The Mudcat Café TM
Thread #38851   Message #548640
Posted By: Little Hawk
13-Sep-01 - 12:12 AM
Thread Name: The price of freedom ??
Subject: RE: The price of freedom ??
Justa Picker - Which one of your buttons did I push? You do me a disservice to compare me to Nero. Nero was an emperor with absolute power, in command of the greatest military and civil forces of his day...a position somewhat analagous to that of George W. Bush at this moment, loosely speaking.

I am in command of: a very small one-man company, an automobile and a guitar, all located in a small town in Ontario, Canada.

What would you like me to do while New York burns?

I have recommended that the airlines put Sky Marshalls back on airplanes and provide sealed, armoured cockpit doors to protect flight personnel. Those are real, substantive things that could be done to help prevent such disastrous events being repeated.

Like you, I too "am frankly surprised that something on this scale did not happen sooner in the U.S. The country has never been any good at looking at the long range picture. They tend to plan things within the range of the next 5 - 10 years, instead of taking this, and adding another 20 or 30 years, onto the scenarios.

All the doomsday planners in the Pentagon, CIA, National Security, and Military were either in denial about the plausability of this type of an occurance, or it was sheer arrogance on their parts to not have had any elaborate security precautions in place." (direct quote of your own words) So we agree on that, don't we?

We probably agree on a few other things too.

So what's the point of dropping insults about Nero? It's just a nasty cheap shot, and has nothing to do with anything helpful whatsoever. You and I are doing the same thing about it at this point...we're talking to other people on the Net, and explaining ourselves as best we can, which requires a modicum of respect, right?

And as McGrath said: "There seems to be a sort of instinct in the part of politicians to say that kind of stuff: "This is an attack on freedom carried out by cowards".

As if the people who did this had any interest at all in whether or not the USA was "free" or not. Why should they care one way or the other?

And as if it made sense to describe a suicide bomber as "cowardly", as if that was the ultimate insult that has to be dragged in, however absurd. There are things far worse than being cowardly.
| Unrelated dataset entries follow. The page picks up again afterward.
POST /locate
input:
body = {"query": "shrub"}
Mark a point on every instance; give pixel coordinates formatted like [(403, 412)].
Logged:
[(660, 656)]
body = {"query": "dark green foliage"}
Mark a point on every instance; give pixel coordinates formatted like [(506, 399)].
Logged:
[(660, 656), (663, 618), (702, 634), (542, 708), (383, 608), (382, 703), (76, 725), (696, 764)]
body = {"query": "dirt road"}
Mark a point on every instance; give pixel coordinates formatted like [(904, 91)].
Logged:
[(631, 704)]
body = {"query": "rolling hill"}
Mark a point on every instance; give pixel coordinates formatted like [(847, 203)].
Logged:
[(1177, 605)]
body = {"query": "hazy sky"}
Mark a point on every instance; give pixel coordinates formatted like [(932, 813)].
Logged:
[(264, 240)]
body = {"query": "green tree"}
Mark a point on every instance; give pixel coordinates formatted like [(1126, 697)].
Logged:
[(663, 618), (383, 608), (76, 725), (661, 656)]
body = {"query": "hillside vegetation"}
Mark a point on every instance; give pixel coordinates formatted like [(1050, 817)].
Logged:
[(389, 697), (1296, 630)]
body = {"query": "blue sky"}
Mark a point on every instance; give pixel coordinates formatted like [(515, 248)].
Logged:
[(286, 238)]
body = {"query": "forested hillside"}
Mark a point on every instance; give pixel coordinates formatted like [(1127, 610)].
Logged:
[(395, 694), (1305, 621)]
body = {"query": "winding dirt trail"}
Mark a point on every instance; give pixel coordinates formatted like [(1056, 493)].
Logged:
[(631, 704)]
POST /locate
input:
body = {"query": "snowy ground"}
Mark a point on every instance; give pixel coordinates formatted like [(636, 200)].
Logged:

It's a way of filling in the space and saying something that sounds appropriate, but which doesn't make any kind of sense at all. The trouble is, that space could be filled by saying things that did make sense.

I agree with that assessment. The Islamic militants (and other people) who are angry at the USA have no concern whatsoever about the relative freedom or lack of freedom of American society...what concerns them is the military, financial and political power of America and how it affects their people in Palestine and elsewhere.

They were not attacking "freedom", they were attacking the financial and military symbols of a great power.

Bush is just saying the same tired cliches that politicians always say in order to sound tough, righteous, decisive, and in command. It's so predictable...my God, how many times have we heard this stuff before? A hundred? A thousand?

Just because you've heard a cliche, a piece of meaningless posturing repeated 85,000 times in your life does not mean it's true or even relevant to the circumstance. In this case it is totally irrelevant.

I'm not making comparisons here between freedom in America and freedom somewhere else...I am simply saying that "freedom" is not what was under attack here. To think so is to completely ignore the actual realities of the international situation. When people are willing to volunteer for suicide missions, it is a damned serious situation, and it did not happen overnight for no reason at all. It goes back for generations.

And no, I am not saying that that in ANY WAY justifies terrorist attacks on New York or anywhere else! Got that?